A year-and-a-half of peace processes have not stopped South Sudan’s collapse.
Soldiers slaughter young boys, women are raped and millions have fled as ceasefires are ignored and the fighting continues.
An expanded mediation team from the regional body Igad and several other interested nations, known as Igad Plus, insists a permanent peace deal must be signed by 17 August.
But with time running out, the distance between the two sides appears to be wide. “The gap is too big,” one rebel official told me.
Here are five of the main obstacles to a lasting peace in South Sudan:
1. The two main rivals
Do the leaders realise or care how much the people are suffering? Are both sides prepared to make the necessary compromises to end the war?
Will a tougher stance from the US and regional leaders make a difference? What about the growing economic crisis?

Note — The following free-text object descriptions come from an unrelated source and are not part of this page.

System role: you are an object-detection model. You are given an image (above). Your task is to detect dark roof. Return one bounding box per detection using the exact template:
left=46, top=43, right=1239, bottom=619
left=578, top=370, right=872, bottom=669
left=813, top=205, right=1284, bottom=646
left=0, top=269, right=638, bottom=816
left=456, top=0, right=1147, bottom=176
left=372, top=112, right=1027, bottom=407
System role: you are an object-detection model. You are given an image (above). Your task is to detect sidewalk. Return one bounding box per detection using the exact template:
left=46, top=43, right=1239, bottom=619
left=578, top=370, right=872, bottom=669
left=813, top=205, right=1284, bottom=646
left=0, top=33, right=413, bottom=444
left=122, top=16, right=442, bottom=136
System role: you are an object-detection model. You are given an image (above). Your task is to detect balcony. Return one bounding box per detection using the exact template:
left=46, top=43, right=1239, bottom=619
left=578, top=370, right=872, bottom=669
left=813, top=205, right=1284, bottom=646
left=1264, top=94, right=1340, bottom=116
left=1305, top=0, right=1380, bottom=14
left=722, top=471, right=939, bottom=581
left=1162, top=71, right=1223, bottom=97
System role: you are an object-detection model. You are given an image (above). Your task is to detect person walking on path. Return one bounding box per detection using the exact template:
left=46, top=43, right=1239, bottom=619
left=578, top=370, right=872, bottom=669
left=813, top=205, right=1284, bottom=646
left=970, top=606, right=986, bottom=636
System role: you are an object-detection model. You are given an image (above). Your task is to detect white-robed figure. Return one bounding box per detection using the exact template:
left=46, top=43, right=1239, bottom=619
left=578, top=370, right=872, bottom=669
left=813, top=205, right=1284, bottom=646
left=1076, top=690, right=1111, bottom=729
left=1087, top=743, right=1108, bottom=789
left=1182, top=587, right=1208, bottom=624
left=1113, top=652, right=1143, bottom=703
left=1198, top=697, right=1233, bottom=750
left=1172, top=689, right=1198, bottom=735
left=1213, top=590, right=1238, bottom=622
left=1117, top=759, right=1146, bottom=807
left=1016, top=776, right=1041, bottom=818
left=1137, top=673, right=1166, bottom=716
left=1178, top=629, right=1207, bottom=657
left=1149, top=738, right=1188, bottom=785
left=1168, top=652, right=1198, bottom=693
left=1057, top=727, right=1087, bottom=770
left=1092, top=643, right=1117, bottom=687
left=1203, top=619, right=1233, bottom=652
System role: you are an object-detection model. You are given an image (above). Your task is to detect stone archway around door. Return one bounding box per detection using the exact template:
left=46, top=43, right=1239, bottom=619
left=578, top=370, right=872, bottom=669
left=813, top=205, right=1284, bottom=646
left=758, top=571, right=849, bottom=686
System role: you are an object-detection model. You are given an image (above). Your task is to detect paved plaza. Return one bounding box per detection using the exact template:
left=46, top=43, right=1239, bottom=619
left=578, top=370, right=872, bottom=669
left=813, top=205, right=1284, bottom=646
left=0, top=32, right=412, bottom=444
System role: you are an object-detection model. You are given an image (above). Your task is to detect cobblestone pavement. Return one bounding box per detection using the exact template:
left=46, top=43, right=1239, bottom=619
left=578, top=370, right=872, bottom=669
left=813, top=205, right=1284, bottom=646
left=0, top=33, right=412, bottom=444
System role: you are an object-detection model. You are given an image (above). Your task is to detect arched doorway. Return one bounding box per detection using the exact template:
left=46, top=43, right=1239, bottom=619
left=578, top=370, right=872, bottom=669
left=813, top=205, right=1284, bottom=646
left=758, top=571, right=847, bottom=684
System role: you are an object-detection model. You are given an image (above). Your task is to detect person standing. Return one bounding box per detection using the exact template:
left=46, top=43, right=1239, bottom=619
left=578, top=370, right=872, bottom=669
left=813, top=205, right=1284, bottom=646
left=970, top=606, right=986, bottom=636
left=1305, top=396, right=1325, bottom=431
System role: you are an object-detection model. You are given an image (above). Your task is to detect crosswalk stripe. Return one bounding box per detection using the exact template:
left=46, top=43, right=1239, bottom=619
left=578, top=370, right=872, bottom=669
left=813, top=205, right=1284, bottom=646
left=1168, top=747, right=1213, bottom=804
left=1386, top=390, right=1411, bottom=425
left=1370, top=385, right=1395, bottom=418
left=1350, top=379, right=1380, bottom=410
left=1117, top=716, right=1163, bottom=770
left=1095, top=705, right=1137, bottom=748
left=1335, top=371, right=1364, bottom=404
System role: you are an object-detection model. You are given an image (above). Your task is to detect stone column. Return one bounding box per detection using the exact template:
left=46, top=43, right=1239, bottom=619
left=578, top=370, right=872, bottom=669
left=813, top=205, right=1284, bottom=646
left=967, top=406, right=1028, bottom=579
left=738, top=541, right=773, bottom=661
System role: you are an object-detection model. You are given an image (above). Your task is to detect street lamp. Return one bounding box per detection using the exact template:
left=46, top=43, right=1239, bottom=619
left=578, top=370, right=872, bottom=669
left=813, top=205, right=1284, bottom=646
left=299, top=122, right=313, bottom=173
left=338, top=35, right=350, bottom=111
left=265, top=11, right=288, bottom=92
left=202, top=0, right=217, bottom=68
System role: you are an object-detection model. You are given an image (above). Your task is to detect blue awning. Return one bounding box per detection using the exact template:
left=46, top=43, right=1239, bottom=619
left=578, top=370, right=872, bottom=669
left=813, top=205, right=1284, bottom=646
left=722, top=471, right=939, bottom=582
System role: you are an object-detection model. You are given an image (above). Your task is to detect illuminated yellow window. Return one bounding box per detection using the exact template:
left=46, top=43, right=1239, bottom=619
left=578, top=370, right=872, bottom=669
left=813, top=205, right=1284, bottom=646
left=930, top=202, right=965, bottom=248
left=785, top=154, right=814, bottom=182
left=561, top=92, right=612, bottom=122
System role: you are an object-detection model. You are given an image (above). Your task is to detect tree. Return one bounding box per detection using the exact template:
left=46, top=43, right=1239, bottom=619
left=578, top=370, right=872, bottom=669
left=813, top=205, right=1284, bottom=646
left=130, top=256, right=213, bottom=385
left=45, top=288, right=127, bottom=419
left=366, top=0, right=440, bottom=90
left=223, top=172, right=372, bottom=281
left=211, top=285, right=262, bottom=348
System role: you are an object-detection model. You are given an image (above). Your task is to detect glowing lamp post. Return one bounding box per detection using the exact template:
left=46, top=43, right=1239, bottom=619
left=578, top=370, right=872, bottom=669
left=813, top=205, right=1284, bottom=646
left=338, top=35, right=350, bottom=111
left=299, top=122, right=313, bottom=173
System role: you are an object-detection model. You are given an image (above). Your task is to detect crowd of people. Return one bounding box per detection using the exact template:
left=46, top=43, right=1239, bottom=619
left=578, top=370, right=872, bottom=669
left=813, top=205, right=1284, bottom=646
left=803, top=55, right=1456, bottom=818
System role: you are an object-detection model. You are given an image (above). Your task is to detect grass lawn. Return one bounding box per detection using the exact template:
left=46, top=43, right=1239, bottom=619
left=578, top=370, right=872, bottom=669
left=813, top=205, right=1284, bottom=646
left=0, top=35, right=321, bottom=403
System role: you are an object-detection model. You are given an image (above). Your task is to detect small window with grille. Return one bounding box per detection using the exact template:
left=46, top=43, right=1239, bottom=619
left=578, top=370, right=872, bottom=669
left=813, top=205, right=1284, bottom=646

It’s clear that many South Sudanese have grown frustrated with the inability of the leaders to make peace. Pressure is mounting though: President Obama and others have warned of tough measures if the 17 August deadline is missed, and South Sudan’s churches have called on Mr Kiir and Mr Machar to sign the latest peace proposal.
The Igad Plus peace proposal has been widely disseminated, in an effort to get some sort of momentum behind it.
However, even before these negotiations began the government and the rebels expressed reservations.
The government doesn’t like the idea of a neutral third force controlling an otherwise demilitarised capital, Juba, and rejects the plan to give the rebels de facto control of the three states most affected by conflict (which contain the lucrative oilfields).
The rebels want a dominant share in the national government, and a federal system.
South Sudanese civil society groups have also criticised the proposal for putting too much emphasis on power-sharing among the elite, rather than insisting on accountability and justice, or resolving underlying issues that caused the conflict.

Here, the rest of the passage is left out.